Bentuk lain dari pemanfaatan buah kecapi yaitu sebagai minuman beralkohol yang difermentasikan bersama dengan beras. Di Malaysia, buah mudanya dijadikan sebagai bahan baku pembuatan permen karena buah kecapi kaya akan kandungan pektin (Aprilianti, 2009).
Menurut beberapa penelitian kesehatan, senyawa fitokimia yang terkandung dalam kulit buah kecapi salah satunya adalah flavonoid, dapat digunakan sebagai pelindung tubuh manusia dari radikal bebas dan dapat mengurangi risiko penyakit kanker dan peradangan. Daging buah dan kulit buah kecapi yang memiliki kandungan flavonoid tinggi berpotensi untuk dikembangkan menjadi minuman fungsional berkhasiat antioksidan.
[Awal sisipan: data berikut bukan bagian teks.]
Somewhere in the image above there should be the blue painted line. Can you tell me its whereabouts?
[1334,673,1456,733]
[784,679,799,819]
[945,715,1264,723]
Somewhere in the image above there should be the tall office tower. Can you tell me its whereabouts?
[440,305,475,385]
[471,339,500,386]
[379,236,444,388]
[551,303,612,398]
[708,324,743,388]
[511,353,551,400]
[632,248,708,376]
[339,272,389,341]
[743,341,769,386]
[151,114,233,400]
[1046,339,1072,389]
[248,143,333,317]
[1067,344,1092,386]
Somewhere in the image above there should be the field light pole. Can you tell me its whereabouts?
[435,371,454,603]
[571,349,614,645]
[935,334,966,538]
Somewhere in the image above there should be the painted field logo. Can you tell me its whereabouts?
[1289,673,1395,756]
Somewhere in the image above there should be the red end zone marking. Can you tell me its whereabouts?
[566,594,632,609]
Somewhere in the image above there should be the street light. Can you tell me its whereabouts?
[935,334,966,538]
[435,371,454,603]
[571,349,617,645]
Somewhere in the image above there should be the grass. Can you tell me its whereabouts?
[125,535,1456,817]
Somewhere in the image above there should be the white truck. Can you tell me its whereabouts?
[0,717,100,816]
Keunikan lain dari kecapi adalah batang kayunya dapat dimanfaatkan menjadi bahan konstruksi rumah, dek kapal, furnitur, berbagai perlengkapan rumah, alat-alat pertanian, sandal, dan sebagai bahan pembuatan kertas dan triplek. Daunnya dapat digunakan untuk mengurangi gejala sakit perut dan demam. Kulit batang yang dihaluskan dapat mengobati penyakit cacing gelang. Akarnya digunakan untuk anti diare dan tonik setelah melahirkan (Idris, 1998).
Menurut penelitian Warsinah et al (2011), dalam majalah Obat Tradisional menjelaskan bahwa kulit batang kecapi memiliki potensi yang dapat digunakan sebagai obat untuk penyakit yang disebabkan oleh bakteri dan fungi Candida albicans.